1. An affibody protein, comprising a PDGFR-β targeting trimer affibody protein Z-tri; wherein the amino acid sequence of the affibody Z-tri protein is an amino acid sequence as shown in SEQ ID NO. 1.

2. A gallium 68 labeled affibody protein PET imaging agent, comprising 68Ga-Z-tri, wherein the 68Ga-Z-tri is obtained by labeling the affibody protein of claim 1 with gallium 68.

3. A preparation method for the gallium 68 labeled affibody protein PET imaging agent of claim 2, wherein the preparation method for 68Ga-Z-tri comprises the following steps of: 1) taking a Z-tri protein to be dissolved in a sodium bicarbonate solution, and adding a bifunctional chelating agent tetraazacyclododecane-tetraacetic-acid (DOTA), and incubating after mixing; 2) removing uncombined chelating agent, obtaining the successfully; and 3) taking the DOTA-Z-tri protein to be dissolved in a natriumaceticum solution, and slowly adding 68GaCl3leacheate to the protein solution according to a ratio, adjusting a pH value to 3.5-4.0, and reacting at 37° C. so as to obtain 68Ga-Z-tri.
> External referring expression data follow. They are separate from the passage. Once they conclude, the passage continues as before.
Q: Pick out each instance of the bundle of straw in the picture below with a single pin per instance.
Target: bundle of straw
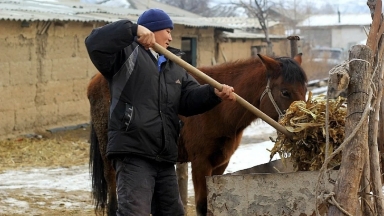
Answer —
(306, 120)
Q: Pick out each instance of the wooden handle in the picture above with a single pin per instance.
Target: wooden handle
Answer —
(219, 86)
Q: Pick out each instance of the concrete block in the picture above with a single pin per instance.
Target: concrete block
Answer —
(267, 194)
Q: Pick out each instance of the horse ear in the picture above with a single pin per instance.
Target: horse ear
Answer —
(298, 58)
(270, 63)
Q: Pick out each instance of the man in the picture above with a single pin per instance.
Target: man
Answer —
(148, 92)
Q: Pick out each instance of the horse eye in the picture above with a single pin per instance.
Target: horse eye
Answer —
(285, 93)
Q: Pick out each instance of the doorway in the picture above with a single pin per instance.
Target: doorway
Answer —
(189, 47)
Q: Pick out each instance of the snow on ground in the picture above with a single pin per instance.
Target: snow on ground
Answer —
(50, 180)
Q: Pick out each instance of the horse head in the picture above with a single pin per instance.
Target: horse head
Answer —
(286, 83)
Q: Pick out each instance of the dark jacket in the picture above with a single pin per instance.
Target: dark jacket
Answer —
(145, 102)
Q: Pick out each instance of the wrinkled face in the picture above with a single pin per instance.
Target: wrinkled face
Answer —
(163, 37)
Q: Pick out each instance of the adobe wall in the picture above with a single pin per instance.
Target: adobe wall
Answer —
(45, 70)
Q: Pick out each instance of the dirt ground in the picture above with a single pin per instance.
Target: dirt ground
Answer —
(50, 151)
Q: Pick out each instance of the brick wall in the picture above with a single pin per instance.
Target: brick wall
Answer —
(44, 70)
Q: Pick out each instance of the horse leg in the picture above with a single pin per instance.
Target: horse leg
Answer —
(109, 175)
(199, 171)
(220, 169)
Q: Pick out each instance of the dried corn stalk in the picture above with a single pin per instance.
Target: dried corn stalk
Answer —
(306, 120)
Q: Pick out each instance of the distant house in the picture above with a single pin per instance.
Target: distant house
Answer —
(335, 30)
(45, 67)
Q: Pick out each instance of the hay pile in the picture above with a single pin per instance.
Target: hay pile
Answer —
(306, 120)
(45, 152)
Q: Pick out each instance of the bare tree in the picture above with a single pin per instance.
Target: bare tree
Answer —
(259, 9)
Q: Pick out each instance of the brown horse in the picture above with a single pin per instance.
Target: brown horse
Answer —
(207, 140)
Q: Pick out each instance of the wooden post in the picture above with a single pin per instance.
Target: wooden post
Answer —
(293, 41)
(348, 181)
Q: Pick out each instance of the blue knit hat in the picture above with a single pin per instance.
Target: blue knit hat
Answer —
(155, 20)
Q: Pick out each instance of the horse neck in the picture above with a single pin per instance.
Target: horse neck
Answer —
(248, 84)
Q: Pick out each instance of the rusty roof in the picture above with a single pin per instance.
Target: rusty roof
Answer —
(69, 10)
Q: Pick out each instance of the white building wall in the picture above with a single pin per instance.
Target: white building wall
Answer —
(346, 36)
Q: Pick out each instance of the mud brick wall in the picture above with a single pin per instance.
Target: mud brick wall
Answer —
(44, 71)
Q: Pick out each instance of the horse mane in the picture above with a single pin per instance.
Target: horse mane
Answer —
(239, 66)
(291, 71)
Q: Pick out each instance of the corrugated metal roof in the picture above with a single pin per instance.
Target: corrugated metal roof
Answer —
(238, 22)
(38, 10)
(249, 35)
(147, 4)
(335, 20)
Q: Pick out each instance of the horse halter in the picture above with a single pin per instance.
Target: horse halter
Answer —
(268, 91)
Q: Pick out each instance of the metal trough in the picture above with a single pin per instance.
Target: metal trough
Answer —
(248, 193)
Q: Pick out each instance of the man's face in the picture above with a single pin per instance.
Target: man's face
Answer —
(163, 37)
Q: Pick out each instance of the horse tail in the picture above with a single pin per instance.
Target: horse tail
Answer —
(96, 166)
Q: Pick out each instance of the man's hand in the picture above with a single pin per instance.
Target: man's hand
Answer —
(226, 93)
(145, 37)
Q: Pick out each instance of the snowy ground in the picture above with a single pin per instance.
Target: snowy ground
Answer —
(75, 181)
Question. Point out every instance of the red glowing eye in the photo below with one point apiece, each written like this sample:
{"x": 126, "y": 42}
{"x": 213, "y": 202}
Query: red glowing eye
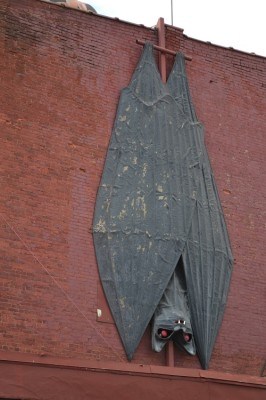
{"x": 186, "y": 337}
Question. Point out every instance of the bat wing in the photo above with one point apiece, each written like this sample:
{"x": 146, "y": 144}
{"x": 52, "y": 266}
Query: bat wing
{"x": 207, "y": 254}
{"x": 145, "y": 201}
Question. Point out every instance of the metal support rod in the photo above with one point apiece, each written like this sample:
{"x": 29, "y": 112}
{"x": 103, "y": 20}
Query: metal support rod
{"x": 162, "y": 56}
{"x": 172, "y": 14}
{"x": 163, "y": 50}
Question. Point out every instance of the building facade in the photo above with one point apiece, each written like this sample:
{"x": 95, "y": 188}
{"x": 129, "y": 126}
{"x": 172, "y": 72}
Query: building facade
{"x": 62, "y": 71}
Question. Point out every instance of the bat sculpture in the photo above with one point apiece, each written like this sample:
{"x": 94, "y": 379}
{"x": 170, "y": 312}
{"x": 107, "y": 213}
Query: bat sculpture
{"x": 160, "y": 237}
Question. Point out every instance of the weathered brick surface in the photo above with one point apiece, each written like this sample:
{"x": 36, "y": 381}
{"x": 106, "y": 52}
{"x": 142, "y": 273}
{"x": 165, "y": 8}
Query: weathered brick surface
{"x": 61, "y": 72}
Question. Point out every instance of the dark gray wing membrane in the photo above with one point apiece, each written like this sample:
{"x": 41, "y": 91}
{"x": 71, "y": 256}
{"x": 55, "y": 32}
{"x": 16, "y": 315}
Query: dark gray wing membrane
{"x": 207, "y": 254}
{"x": 146, "y": 199}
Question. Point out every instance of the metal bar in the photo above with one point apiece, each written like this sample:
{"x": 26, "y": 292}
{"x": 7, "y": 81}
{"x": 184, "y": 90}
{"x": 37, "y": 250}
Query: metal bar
{"x": 172, "y": 15}
{"x": 163, "y": 50}
{"x": 162, "y": 56}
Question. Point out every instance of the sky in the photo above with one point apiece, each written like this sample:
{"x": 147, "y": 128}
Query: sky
{"x": 240, "y": 24}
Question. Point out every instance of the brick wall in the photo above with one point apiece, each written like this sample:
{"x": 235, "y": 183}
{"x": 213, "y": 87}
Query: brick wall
{"x": 61, "y": 72}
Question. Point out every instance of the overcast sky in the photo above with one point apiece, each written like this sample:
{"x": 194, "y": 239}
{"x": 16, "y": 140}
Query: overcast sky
{"x": 240, "y": 24}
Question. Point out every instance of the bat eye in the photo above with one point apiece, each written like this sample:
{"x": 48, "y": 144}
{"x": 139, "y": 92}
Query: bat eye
{"x": 187, "y": 337}
{"x": 163, "y": 333}
{"x": 180, "y": 321}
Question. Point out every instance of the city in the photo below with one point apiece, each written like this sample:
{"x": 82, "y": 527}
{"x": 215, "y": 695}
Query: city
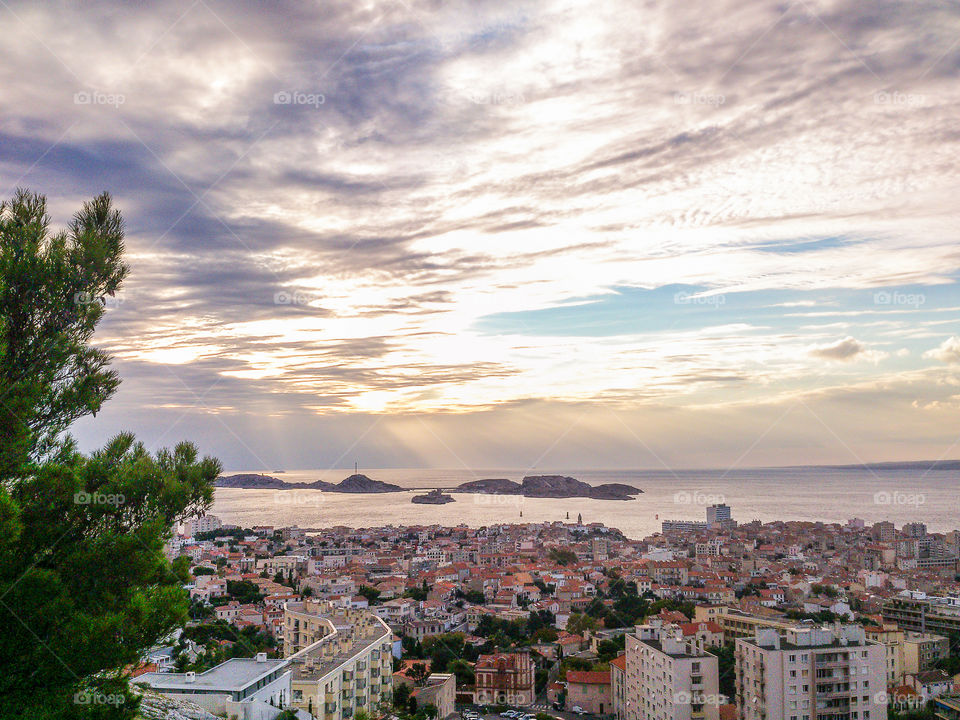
{"x": 706, "y": 619}
{"x": 480, "y": 360}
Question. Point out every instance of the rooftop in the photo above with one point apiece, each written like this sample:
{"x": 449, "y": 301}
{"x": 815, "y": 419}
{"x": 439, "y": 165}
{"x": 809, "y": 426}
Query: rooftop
{"x": 230, "y": 676}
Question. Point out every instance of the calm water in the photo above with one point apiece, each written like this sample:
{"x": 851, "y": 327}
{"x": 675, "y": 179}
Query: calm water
{"x": 826, "y": 494}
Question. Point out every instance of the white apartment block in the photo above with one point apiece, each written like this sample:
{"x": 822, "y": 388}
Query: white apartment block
{"x": 811, "y": 673}
{"x": 239, "y": 687}
{"x": 341, "y": 659}
{"x": 667, "y": 678}
{"x": 204, "y": 523}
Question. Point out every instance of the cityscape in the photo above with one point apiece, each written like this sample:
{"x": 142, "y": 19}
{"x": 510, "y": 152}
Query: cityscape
{"x": 477, "y": 360}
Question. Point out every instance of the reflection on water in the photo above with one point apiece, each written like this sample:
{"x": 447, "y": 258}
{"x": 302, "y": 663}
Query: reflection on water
{"x": 768, "y": 494}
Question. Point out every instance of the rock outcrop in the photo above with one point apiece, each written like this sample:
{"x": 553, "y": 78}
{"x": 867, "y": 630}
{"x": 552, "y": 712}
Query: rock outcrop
{"x": 434, "y": 497}
{"x": 550, "y": 486}
{"x": 358, "y": 483}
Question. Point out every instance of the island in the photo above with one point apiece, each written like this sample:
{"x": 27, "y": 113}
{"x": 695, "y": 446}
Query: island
{"x": 434, "y": 497}
{"x": 550, "y": 486}
{"x": 356, "y": 483}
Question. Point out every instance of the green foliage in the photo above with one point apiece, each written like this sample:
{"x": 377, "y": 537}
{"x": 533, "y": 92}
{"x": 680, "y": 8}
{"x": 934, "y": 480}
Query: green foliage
{"x": 244, "y": 591}
{"x": 85, "y": 587}
{"x": 474, "y": 596}
{"x": 725, "y": 669}
{"x": 578, "y": 624}
{"x": 607, "y": 650}
{"x": 573, "y": 663}
{"x": 401, "y": 695}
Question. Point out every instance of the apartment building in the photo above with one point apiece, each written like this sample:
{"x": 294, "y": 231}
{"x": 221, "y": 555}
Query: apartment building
{"x": 204, "y": 523}
{"x": 589, "y": 690}
{"x": 737, "y": 624}
{"x": 618, "y": 687}
{"x": 919, "y": 612}
{"x": 236, "y": 687}
{"x": 891, "y": 637}
{"x": 504, "y": 679}
{"x": 813, "y": 673}
{"x": 667, "y": 678}
{"x": 922, "y": 650}
{"x": 348, "y": 665}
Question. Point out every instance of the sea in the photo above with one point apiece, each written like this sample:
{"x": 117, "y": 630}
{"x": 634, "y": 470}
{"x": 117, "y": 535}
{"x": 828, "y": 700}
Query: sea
{"x": 829, "y": 494}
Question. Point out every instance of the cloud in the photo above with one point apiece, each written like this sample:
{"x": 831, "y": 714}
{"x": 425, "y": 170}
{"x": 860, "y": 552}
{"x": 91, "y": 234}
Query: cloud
{"x": 947, "y": 352}
{"x": 471, "y": 162}
{"x": 847, "y": 349}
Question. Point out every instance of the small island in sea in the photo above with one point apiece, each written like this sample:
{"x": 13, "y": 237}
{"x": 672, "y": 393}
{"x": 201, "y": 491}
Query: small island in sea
{"x": 356, "y": 483}
{"x": 550, "y": 486}
{"x": 532, "y": 486}
{"x": 434, "y": 497}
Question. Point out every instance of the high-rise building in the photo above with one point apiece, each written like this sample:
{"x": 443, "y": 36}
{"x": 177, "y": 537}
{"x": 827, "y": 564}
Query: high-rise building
{"x": 204, "y": 523}
{"x": 883, "y": 531}
{"x": 920, "y": 612}
{"x": 717, "y": 514}
{"x": 915, "y": 530}
{"x": 812, "y": 673}
{"x": 667, "y": 678}
{"x": 341, "y": 659}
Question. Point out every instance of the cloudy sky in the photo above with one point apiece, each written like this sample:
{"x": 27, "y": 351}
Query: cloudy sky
{"x": 560, "y": 234}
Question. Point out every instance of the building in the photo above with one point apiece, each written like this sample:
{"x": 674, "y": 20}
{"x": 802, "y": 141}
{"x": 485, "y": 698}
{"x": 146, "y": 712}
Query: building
{"x": 718, "y": 514}
{"x": 891, "y": 637}
{"x": 813, "y": 673}
{"x": 883, "y": 531}
{"x": 618, "y": 686}
{"x": 230, "y": 687}
{"x": 736, "y": 623}
{"x": 204, "y": 523}
{"x": 440, "y": 691}
{"x": 922, "y": 650}
{"x": 682, "y": 526}
{"x": 668, "y": 679}
{"x": 346, "y": 668}
{"x": 590, "y": 691}
{"x": 923, "y": 613}
{"x": 504, "y": 679}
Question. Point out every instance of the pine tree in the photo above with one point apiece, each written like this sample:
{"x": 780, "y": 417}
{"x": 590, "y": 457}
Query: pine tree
{"x": 85, "y": 588}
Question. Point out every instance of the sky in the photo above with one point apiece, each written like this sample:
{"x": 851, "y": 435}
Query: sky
{"x": 557, "y": 234}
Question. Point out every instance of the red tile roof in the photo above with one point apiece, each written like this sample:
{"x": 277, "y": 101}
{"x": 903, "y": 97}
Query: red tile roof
{"x": 584, "y": 677}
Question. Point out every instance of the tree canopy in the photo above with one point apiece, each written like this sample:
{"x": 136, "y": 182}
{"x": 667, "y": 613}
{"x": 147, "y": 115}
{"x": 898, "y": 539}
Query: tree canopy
{"x": 85, "y": 587}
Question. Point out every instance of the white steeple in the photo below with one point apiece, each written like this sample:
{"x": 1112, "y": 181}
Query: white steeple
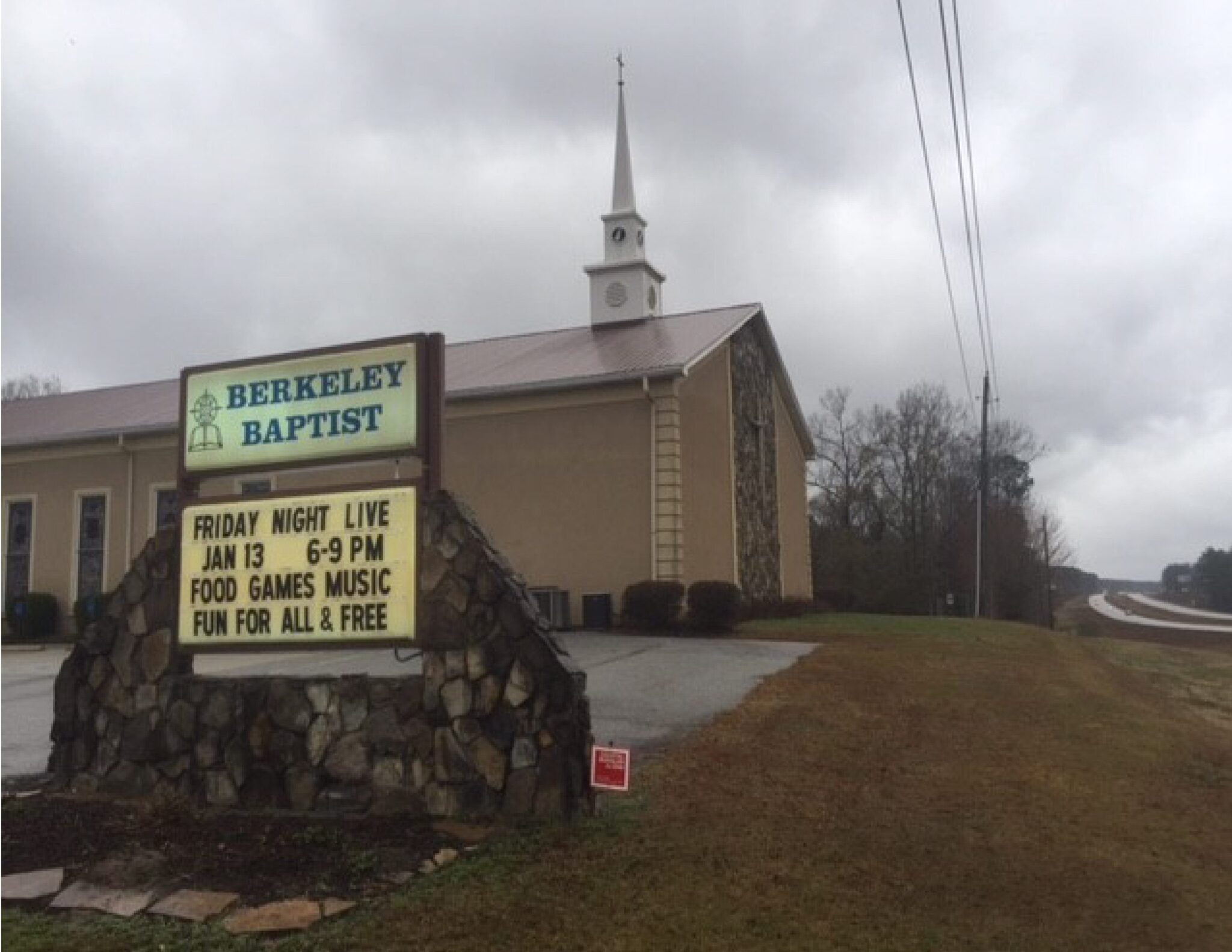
{"x": 625, "y": 286}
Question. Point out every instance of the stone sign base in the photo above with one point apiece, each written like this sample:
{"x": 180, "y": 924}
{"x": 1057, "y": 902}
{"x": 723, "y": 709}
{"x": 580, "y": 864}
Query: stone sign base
{"x": 498, "y": 723}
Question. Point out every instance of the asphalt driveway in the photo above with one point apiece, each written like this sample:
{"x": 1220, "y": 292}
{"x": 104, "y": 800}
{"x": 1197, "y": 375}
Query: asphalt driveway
{"x": 644, "y": 690}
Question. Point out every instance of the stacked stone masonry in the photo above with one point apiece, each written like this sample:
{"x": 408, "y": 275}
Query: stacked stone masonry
{"x": 757, "y": 476}
{"x": 498, "y": 722}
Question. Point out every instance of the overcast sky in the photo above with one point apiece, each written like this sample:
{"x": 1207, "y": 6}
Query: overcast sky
{"x": 186, "y": 183}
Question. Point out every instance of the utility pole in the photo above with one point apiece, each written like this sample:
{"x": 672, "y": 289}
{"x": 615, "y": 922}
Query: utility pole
{"x": 982, "y": 502}
{"x": 1047, "y": 574}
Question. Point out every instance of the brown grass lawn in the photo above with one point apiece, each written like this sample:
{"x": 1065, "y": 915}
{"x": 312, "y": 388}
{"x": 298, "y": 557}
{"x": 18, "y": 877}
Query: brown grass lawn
{"x": 938, "y": 786}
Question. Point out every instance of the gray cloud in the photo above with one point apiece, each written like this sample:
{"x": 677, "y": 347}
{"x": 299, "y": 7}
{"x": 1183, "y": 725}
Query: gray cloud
{"x": 194, "y": 183}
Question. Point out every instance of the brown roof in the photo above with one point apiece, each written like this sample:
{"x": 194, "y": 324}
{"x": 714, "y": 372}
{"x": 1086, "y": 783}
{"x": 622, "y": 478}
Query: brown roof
{"x": 499, "y": 366}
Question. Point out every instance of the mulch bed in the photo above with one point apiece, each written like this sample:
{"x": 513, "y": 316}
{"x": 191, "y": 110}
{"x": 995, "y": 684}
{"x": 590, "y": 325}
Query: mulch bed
{"x": 263, "y": 856}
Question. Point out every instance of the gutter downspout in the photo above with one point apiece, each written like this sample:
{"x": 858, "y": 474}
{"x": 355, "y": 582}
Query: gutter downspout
{"x": 654, "y": 551}
{"x": 129, "y": 510}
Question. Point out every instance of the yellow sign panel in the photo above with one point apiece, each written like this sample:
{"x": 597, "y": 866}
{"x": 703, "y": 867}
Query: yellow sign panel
{"x": 344, "y": 403}
{"x": 300, "y": 571}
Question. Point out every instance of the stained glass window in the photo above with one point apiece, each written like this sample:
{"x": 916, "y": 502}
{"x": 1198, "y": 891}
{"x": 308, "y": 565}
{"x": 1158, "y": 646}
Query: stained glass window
{"x": 16, "y": 548}
{"x": 91, "y": 544}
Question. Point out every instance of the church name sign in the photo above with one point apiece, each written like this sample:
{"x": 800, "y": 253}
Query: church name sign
{"x": 329, "y": 405}
{"x": 300, "y": 571}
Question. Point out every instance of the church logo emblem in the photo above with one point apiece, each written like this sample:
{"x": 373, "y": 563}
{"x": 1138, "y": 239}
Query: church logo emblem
{"x": 206, "y": 434}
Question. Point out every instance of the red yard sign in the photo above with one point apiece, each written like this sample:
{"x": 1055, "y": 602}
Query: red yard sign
{"x": 609, "y": 769}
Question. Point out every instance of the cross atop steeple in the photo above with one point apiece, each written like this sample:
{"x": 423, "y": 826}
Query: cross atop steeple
{"x": 623, "y": 183}
{"x": 624, "y": 286}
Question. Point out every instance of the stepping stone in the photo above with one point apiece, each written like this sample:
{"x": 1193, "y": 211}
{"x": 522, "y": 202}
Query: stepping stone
{"x": 19, "y": 887}
{"x": 465, "y": 832}
{"x": 336, "y": 907}
{"x": 196, "y": 906}
{"x": 125, "y": 903}
{"x": 286, "y": 917}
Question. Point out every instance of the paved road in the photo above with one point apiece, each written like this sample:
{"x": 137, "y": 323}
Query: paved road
{"x": 1108, "y": 610}
{"x": 644, "y": 691}
{"x": 1219, "y": 618}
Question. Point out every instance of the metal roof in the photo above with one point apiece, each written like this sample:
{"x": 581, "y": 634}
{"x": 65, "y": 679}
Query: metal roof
{"x": 550, "y": 360}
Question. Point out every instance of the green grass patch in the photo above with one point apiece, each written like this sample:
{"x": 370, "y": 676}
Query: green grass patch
{"x": 916, "y": 784}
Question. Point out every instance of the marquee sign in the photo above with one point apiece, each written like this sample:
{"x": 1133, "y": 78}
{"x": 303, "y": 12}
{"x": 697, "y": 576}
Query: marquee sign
{"x": 359, "y": 402}
{"x": 329, "y": 570}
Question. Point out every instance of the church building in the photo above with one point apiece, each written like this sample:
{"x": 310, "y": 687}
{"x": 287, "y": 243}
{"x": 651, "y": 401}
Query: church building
{"x": 639, "y": 445}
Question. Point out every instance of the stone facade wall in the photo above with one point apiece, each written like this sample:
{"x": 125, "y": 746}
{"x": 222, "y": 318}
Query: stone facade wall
{"x": 498, "y": 722}
{"x": 757, "y": 494}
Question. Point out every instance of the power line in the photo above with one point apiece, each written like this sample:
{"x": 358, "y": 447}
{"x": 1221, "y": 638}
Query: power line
{"x": 962, "y": 184}
{"x": 937, "y": 217}
{"x": 975, "y": 204}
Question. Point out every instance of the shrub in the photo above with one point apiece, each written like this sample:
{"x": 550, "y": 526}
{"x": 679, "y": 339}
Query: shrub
{"x": 87, "y": 610}
{"x": 652, "y": 606}
{"x": 32, "y": 616}
{"x": 713, "y": 606}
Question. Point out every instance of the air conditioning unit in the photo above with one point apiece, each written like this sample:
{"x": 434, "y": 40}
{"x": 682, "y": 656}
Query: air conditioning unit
{"x": 597, "y": 611}
{"x": 553, "y": 605}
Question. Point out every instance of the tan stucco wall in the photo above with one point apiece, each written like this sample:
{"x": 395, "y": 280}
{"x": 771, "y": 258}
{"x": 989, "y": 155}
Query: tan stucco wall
{"x": 793, "y": 559}
{"x": 55, "y": 478}
{"x": 574, "y": 468}
{"x": 562, "y": 483}
{"x": 706, "y": 457}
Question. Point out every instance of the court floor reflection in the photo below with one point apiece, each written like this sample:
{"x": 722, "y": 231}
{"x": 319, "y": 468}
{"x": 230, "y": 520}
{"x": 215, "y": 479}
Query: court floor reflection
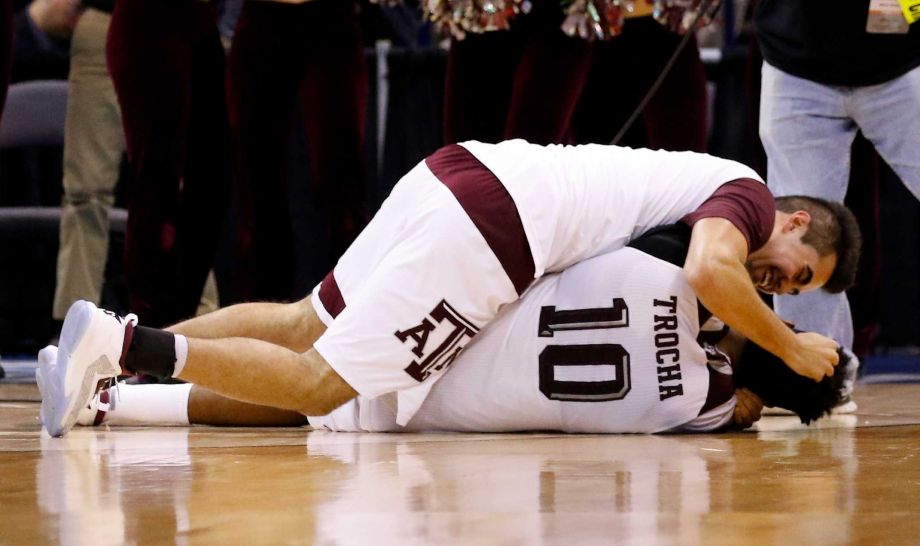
{"x": 842, "y": 483}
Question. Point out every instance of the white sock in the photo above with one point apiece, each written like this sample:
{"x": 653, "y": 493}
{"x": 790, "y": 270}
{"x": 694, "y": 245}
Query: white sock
{"x": 181, "y": 354}
{"x": 162, "y": 405}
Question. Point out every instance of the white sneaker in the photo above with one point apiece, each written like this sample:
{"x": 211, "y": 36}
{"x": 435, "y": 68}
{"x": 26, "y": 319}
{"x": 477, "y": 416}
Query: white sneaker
{"x": 91, "y": 345}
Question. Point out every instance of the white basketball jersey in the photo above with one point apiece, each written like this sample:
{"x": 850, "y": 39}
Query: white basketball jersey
{"x": 576, "y": 202}
{"x": 609, "y": 345}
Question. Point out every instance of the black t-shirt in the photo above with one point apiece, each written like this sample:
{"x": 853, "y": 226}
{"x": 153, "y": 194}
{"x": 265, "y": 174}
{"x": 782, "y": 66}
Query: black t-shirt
{"x": 827, "y": 42}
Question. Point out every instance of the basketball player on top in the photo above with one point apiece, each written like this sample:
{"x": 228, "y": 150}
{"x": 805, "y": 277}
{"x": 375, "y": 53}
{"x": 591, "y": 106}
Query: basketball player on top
{"x": 463, "y": 233}
{"x": 609, "y": 345}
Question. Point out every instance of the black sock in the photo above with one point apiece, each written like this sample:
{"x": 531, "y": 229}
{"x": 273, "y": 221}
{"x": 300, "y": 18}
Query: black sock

4. A use of the gallium 68 labeled affibody protein PET imaging agent of claim 2, wherein the imaging agent is used for the PET imaging of solid tumors with high PDGFR-β expression, including spongioblastoma, a colon cancer, a lung cancer, a liver cancer, a cervical cancer, or a breast cancer.

5. A use of the gallium 68 labeled affibody protein PET imaging agent of claim 2, wherein the imaging agent is used for the PET imaging of tissue organ fibrotic diseases with high PDGFR-β expression, including hepatic fibrosis or pulmonary fibrosis.